ME: Why can’t I sleep?
CUP OF COFFEE FROM 4 PM: I’ve put together a list of everyone who might be mad at you.
Facebook is a minefield of mums saying “Can’t believe this handsome boy is starting year 1!” with pictures like this
Got out of the shower this morning and went to put my Fitbit back on, the screen said “looking good.” Was more than a bit unsettling since I was naked. 😳👀
My ideal woman:
– beautiful
– bold
– speaks French
– has an army
– is of arc
Hey starbucks I’m not using your made up language give me a medium beanwater
It’s always the last 10-15 peanut butter cups that you end up regretting.

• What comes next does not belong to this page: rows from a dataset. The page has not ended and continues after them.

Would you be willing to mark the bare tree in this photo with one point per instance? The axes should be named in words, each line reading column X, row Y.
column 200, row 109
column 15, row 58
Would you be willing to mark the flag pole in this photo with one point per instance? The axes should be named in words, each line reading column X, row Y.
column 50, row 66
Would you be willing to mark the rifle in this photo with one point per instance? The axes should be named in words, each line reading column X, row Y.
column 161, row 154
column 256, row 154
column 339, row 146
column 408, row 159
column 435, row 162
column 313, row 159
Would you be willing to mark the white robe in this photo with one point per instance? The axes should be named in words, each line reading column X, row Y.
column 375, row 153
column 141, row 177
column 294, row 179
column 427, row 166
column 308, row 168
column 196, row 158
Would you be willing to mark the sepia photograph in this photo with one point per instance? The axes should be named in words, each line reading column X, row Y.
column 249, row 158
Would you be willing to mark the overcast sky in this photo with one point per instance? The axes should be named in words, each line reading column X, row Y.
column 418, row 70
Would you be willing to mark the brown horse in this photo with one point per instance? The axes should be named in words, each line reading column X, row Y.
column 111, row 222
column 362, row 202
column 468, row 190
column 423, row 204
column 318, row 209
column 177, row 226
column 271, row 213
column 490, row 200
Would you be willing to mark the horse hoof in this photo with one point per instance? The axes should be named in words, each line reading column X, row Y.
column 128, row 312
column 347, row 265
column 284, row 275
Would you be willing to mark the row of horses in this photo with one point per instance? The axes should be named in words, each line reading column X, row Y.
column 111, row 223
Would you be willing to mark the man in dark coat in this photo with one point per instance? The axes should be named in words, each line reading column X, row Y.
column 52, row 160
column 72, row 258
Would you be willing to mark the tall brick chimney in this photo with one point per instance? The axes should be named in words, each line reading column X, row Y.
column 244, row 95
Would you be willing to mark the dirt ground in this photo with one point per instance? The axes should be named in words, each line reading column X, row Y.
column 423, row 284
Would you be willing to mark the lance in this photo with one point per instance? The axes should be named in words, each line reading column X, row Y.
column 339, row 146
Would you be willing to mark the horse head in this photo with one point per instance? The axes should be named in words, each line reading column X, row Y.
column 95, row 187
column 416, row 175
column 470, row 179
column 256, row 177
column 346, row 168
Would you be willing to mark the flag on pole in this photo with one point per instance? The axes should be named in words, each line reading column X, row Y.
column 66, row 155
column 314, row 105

It truly bothers me how many people would marry someone just for their money. Because I’m trying to do that & you’re lowering my chances.
I always carry a jellyfish in case I need to pee on someone.
If I had to be a dominatrix (not appealing to me) I’d just be like, “Go stand in the corner. Do it!!” then play on my phone for the rest of the session.
Level of high: 7/10
I’m jealous of how many friends the people on Intervention have.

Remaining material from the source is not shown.